= Hydrogen clathrate =

A hydrogen clathrate is a clathrate containing hydrogen in a water lattice. This substance is interesting due to its possible use to store hydrogen in a hydrogen economy. A recent review that accounts the state-of-the-art and future prospects and challenges of hydrogen storage as clathrate hydrates is reported by Veluswamy et al. (2014).

An unusual characteristic of hydrogen clathrate is that multiple hydrogen molecules can occur at each cage site in the ice, one of only a very few guest molecule that forms clathrates with this property. The maximum ratio of hydrogen to water is 6 H_{2} to 17 H_{2}O. It can be formed at 250K in a diamond anvil at a pressure of 300 MPa (3000 bar). It takes about 30 minutes to form, so this method is impractical for rapid manufacture. The percent of weight of hydrogen is 3.77%. The cage compartments are hexakaidecahedral and hold from two to four molecules of hydrogen. At temperatures above 160K the molecules rotate around inside the cage. Below 120K the molecules stop racing around the cage, and below 50K are locked into a fixed position. This was determined with deuterium in a neutron scattering experiment.

At higher pressures, hydrogen clathrate transforms into denser "filled ice" phases with progressively higher hydrogen-to-water ratios, including a phase with a water:hydrogen ratio of 1:1 above about 2.3 GPa. This phase crystallises in a cubic structure, where H_{2} and H_{2}O are both arranged in a diamond lattice. It is referred to as the "C2" structure of hydrogen hydrate (for Compound 2) in the academic literature.
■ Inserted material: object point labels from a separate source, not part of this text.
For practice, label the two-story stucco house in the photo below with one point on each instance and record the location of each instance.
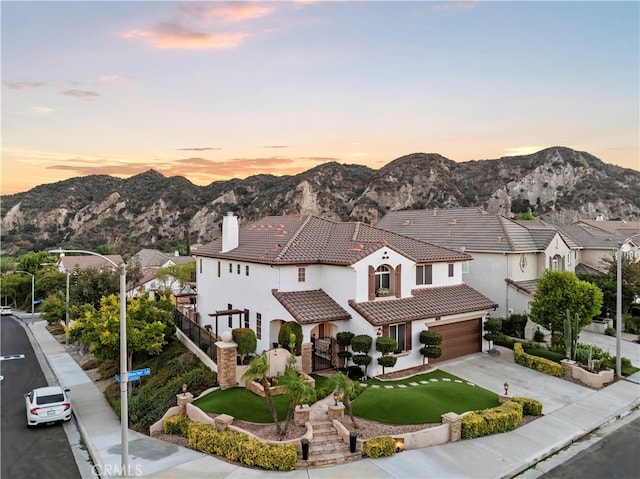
(330, 277)
(508, 256)
(600, 239)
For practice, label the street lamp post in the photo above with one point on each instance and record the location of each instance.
(33, 289)
(124, 374)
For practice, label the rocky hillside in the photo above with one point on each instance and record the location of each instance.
(149, 210)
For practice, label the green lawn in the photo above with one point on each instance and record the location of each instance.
(242, 404)
(421, 404)
(425, 403)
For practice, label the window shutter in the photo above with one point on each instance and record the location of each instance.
(372, 283)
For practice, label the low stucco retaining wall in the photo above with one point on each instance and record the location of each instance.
(595, 380)
(431, 436)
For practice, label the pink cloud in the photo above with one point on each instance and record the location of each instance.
(171, 35)
(227, 11)
(21, 85)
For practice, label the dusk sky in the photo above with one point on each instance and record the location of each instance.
(215, 90)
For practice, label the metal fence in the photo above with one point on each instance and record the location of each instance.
(197, 334)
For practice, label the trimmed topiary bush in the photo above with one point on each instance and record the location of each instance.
(246, 340)
(291, 331)
(530, 407)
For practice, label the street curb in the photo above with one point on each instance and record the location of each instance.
(622, 413)
(86, 438)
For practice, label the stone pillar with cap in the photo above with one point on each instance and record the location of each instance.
(227, 361)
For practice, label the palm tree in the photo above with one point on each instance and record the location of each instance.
(299, 392)
(258, 370)
(344, 387)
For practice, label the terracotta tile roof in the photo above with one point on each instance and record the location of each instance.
(309, 307)
(304, 239)
(69, 263)
(475, 229)
(529, 286)
(425, 303)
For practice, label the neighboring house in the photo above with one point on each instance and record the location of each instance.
(508, 256)
(332, 277)
(68, 263)
(600, 239)
(150, 262)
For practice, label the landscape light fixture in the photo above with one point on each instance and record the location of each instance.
(124, 374)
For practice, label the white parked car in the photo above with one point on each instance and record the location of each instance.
(47, 405)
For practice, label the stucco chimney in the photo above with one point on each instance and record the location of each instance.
(229, 232)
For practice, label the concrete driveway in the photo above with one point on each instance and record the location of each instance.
(491, 372)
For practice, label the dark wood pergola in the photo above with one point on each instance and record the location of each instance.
(230, 313)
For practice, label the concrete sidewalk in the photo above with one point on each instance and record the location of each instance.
(571, 412)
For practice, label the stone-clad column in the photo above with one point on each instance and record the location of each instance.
(227, 362)
(455, 425)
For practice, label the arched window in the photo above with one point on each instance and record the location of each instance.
(383, 280)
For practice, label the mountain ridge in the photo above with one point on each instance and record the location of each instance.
(150, 210)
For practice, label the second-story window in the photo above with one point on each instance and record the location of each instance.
(398, 332)
(383, 280)
(424, 274)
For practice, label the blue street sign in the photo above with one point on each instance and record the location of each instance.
(135, 374)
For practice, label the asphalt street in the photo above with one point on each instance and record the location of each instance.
(42, 451)
(615, 456)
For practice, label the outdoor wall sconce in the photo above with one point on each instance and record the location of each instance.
(399, 443)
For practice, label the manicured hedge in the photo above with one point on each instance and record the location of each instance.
(542, 365)
(530, 407)
(379, 446)
(239, 447)
(502, 418)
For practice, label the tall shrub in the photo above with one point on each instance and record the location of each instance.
(385, 346)
(246, 340)
(432, 341)
(361, 344)
(290, 336)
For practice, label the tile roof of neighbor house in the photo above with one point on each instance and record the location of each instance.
(305, 239)
(425, 303)
(69, 263)
(309, 307)
(155, 258)
(589, 237)
(622, 229)
(473, 229)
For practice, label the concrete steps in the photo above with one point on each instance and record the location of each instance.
(326, 448)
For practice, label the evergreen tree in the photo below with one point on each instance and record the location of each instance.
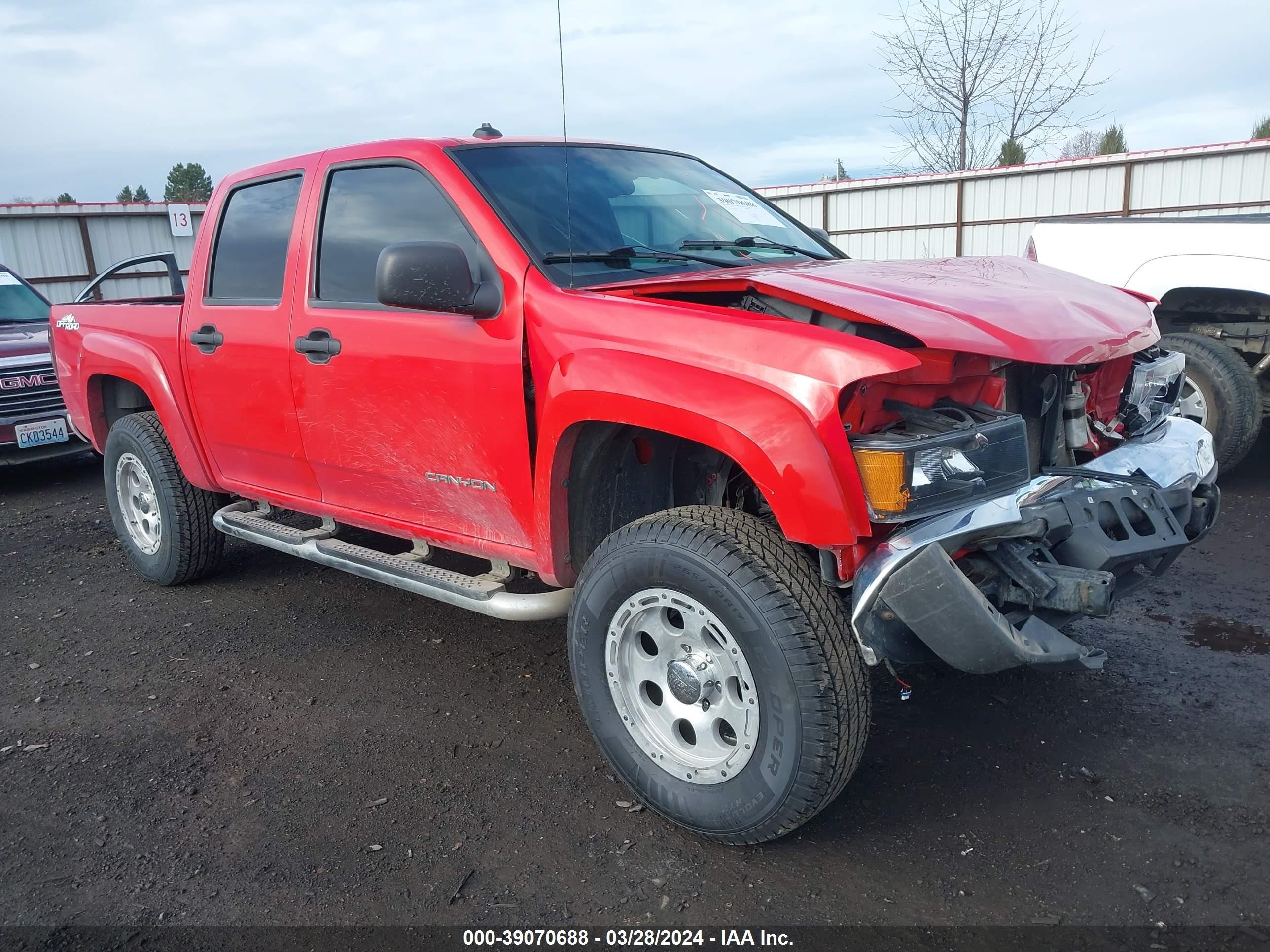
(1113, 141)
(188, 183)
(1011, 154)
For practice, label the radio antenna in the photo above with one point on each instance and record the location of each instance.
(564, 124)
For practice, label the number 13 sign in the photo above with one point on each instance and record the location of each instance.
(179, 220)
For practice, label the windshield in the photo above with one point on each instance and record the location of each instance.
(18, 303)
(633, 201)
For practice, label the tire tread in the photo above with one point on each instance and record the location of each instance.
(811, 625)
(200, 545)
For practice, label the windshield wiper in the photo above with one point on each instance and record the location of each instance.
(759, 243)
(627, 252)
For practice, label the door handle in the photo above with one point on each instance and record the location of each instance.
(318, 345)
(208, 338)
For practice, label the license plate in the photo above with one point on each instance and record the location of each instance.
(41, 433)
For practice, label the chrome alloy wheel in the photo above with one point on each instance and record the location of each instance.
(682, 686)
(1192, 404)
(139, 503)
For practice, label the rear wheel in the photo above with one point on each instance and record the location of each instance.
(718, 673)
(1220, 394)
(164, 522)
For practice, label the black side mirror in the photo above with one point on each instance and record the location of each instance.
(432, 276)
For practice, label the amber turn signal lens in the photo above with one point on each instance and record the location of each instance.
(882, 474)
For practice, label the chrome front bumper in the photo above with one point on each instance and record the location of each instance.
(1176, 455)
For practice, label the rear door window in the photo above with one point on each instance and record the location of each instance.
(250, 258)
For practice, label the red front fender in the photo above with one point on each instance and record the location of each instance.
(795, 452)
(103, 354)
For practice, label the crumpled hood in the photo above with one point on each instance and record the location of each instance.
(1006, 307)
(27, 340)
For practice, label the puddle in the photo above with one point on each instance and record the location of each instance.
(1223, 635)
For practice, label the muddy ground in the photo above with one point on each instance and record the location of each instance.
(291, 744)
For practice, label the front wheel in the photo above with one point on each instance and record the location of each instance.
(718, 673)
(1220, 394)
(164, 522)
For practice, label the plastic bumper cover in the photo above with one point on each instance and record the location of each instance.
(1094, 528)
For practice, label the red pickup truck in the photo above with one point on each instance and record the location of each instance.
(743, 466)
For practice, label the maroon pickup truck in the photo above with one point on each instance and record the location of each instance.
(34, 423)
(744, 468)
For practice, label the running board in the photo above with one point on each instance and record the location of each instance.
(483, 594)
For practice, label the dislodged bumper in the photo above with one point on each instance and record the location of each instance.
(1064, 545)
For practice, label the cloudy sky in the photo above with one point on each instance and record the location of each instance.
(100, 93)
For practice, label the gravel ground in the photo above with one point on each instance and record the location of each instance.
(291, 744)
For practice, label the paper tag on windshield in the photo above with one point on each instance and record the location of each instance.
(743, 208)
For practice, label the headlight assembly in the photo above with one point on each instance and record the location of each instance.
(940, 459)
(1154, 389)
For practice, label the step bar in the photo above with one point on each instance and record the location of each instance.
(486, 594)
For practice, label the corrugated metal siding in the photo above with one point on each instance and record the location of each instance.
(920, 216)
(43, 243)
(883, 207)
(907, 243)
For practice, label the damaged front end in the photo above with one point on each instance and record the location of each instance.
(986, 587)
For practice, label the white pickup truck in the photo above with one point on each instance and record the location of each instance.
(1212, 278)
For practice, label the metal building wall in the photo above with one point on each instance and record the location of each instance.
(61, 248)
(992, 211)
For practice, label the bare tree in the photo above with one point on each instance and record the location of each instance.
(972, 73)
Under even higher pressures (over 40 GPa), a cubic structure with a water:hydrogen ratio of 1:2 has been reported: H_{2}O•2H_{2}. This phase is referred to as the "C3" structure of hydrogen hydrate in the academic literature.

Since hydrogen and water ice are common constituents of the universe, it is very likely that under the right circumstances natural hydrogen clathrates will be formed. This could occur in icy moons for example. Hydrogen clathrate was likely to be formed in the high pressure nebulae that formed the gas giants, but not to have formed in comets.

More complex ternary clathrates can occur with hydrogen, water and other molecules such as methane, and tetrahydrofuran.